Win32/AutoRun.IRCBot.FC

Aliases:	Net-Worm.Win32.Mytob.gvm (Kaspersky), W32.IRCBot.Gen (Symantec), Trojan:Win32/Qhost.gen!D (Microsoft)
Type of infiltration:	Worm
Size:	81920 B
Affected platforms:	Microsoft Windows
Signature database version:	5183 (20100608)

Short description

Win32/AutoRun.IRCBot.FC is a worm that spreads via shared folders and removable media. The worm contains a backdoor. It can be controlled remotely.

Installation

When executed, the worm copies itself into the following location:

%windir%\winnt.exe

In order to be executed on every system start, the worm sets the following Registry entry:

[HKEY_LOCAL_MACHINE\SOFTWARE\Microsoft\Windows NT\CurrentVersion\
Terminal Server\Install\Software\Microsoft\Windows\CurrentVersion\
Run]
"Windows Policy Management" = "winnt.exe"

The following Registry entry is set:

[HKEY_LOCAL_MACHINE\SYSTEM\CurrentControlSet\Services\
SharedAccess\Parameters\FirewallPolicy\StandardProfile\
AuthorizedApplications\List]
"%malwarepath%" = "%malwarepath%:*:Enabled:Windows Policy
Management"

The performed data entry creates an exception in the Windows Firewall program.

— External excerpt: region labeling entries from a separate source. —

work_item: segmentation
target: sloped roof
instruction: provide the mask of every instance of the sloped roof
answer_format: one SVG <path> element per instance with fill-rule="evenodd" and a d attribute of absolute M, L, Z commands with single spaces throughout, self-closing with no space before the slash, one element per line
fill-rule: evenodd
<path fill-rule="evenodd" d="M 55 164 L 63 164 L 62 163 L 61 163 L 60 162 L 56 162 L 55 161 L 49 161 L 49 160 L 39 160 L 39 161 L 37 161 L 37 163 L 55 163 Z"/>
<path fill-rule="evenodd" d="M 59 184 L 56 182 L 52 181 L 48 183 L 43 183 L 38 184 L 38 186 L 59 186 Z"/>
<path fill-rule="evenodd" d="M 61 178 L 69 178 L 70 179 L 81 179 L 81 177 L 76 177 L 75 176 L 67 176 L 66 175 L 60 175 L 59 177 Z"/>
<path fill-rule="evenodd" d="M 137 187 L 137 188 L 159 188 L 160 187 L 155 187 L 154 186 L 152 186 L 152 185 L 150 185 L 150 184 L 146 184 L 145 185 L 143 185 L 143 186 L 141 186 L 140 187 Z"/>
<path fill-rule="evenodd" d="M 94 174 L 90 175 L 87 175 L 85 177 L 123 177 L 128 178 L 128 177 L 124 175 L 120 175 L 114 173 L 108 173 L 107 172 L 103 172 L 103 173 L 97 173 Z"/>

The worm quits immediately if it detects a running process containing one of the following strings in its name:

Wireshark
tcpview
filemon
procmon

The worm quits immediately if the Windows user name is one of the following:

sandbox
honey
vmware
currentuser

The worm quits immediately if it is run within a debugger.

Spreading

Worm inserts a copy of itself into the RAR archive files.

The file name is randomly generated.

Spreading via IM networks

Win32/AutoRun.IRCBot.FC is a worm that spreads via IM networks.

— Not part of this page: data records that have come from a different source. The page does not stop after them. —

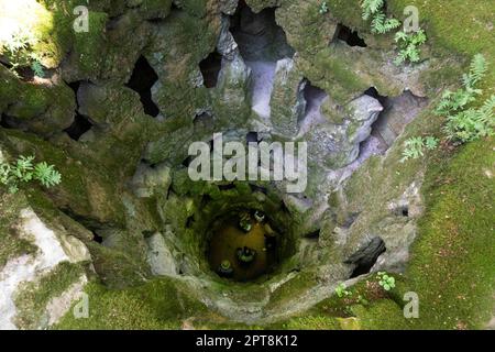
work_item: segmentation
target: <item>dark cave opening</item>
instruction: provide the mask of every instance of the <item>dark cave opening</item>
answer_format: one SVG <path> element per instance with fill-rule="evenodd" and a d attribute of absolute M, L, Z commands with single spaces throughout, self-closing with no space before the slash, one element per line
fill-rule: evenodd
<path fill-rule="evenodd" d="M 99 244 L 103 243 L 103 238 L 99 234 L 97 234 L 96 232 L 92 233 L 92 240 Z"/>
<path fill-rule="evenodd" d="M 348 264 L 355 265 L 351 278 L 370 273 L 378 257 L 386 252 L 385 242 L 381 238 L 374 238 L 371 242 L 355 252 L 345 261 Z"/>
<path fill-rule="evenodd" d="M 74 122 L 65 129 L 64 132 L 66 132 L 74 141 L 79 141 L 80 136 L 88 132 L 94 125 L 88 117 L 79 113 L 79 99 L 77 95 L 81 82 L 81 80 L 76 80 L 67 84 L 76 97 L 76 116 L 74 117 Z"/>
<path fill-rule="evenodd" d="M 76 113 L 73 124 L 64 131 L 74 140 L 79 141 L 80 136 L 88 132 L 92 128 L 92 123 L 89 118 Z"/>
<path fill-rule="evenodd" d="M 11 121 L 12 118 L 8 117 L 7 114 L 2 113 L 0 116 L 0 127 L 2 127 L 3 129 L 13 129 L 14 127 Z"/>
<path fill-rule="evenodd" d="M 218 52 L 211 53 L 207 58 L 199 63 L 199 68 L 202 74 L 205 87 L 217 87 L 218 76 L 220 75 L 220 70 L 222 68 L 222 55 Z"/>
<path fill-rule="evenodd" d="M 245 140 L 249 143 L 260 143 L 257 132 L 249 132 L 245 136 Z"/>
<path fill-rule="evenodd" d="M 144 108 L 144 113 L 156 118 L 160 114 L 160 109 L 155 105 L 152 98 L 152 87 L 158 80 L 158 75 L 151 67 L 147 59 L 141 55 L 135 63 L 134 70 L 132 72 L 129 82 L 125 85 L 140 95 L 141 102 Z"/>
<path fill-rule="evenodd" d="M 245 1 L 230 16 L 230 32 L 245 65 L 251 68 L 251 107 L 262 118 L 271 114 L 271 98 L 277 62 L 292 58 L 295 51 L 276 21 L 276 8 L 255 13 Z"/>
<path fill-rule="evenodd" d="M 370 87 L 364 91 L 364 95 L 375 98 L 386 109 L 388 107 L 388 97 L 382 96 L 375 87 Z"/>
<path fill-rule="evenodd" d="M 349 46 L 367 47 L 366 43 L 360 37 L 356 31 L 353 31 L 341 23 L 337 25 L 336 36 L 338 40 L 345 42 Z"/>
<path fill-rule="evenodd" d="M 311 231 L 311 232 L 305 234 L 305 239 L 317 241 L 320 238 L 320 232 L 321 232 L 320 229 Z"/>
<path fill-rule="evenodd" d="M 275 63 L 294 56 L 284 30 L 275 21 L 275 10 L 266 8 L 255 13 L 245 1 L 240 1 L 230 18 L 230 32 L 246 62 Z"/>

If MSN Live Messenger, Yahoo! Messenger, AIM is installed on the infected system the worm sends a message containing an URL to all contacts.

If the link is clicked a copy of the worm is downloaded.

Spreading on removable media

The worm creates the following folders:

%drive%\driver\usb

The following files are dropped into the %drive%\driver\usb folder:

%variable% (81920 B)
desktop.ini

The worm creates the following file:

%drive%\autorun.inf

Thus, the worm ensures it is started each time infected media is inserted into the computer.

A string with variable content is used instead of %variable%.

Spreading via P2P networks

Win32/AutoRun.IRCBot.FC is a worm that spreads via P2P networks.

The worm searches for shared folders of the following programs:

Bearshare
eDonkey2000
eMule
Grokster
ICQ
Kazaa

It tries to place a copy of itself into the folders.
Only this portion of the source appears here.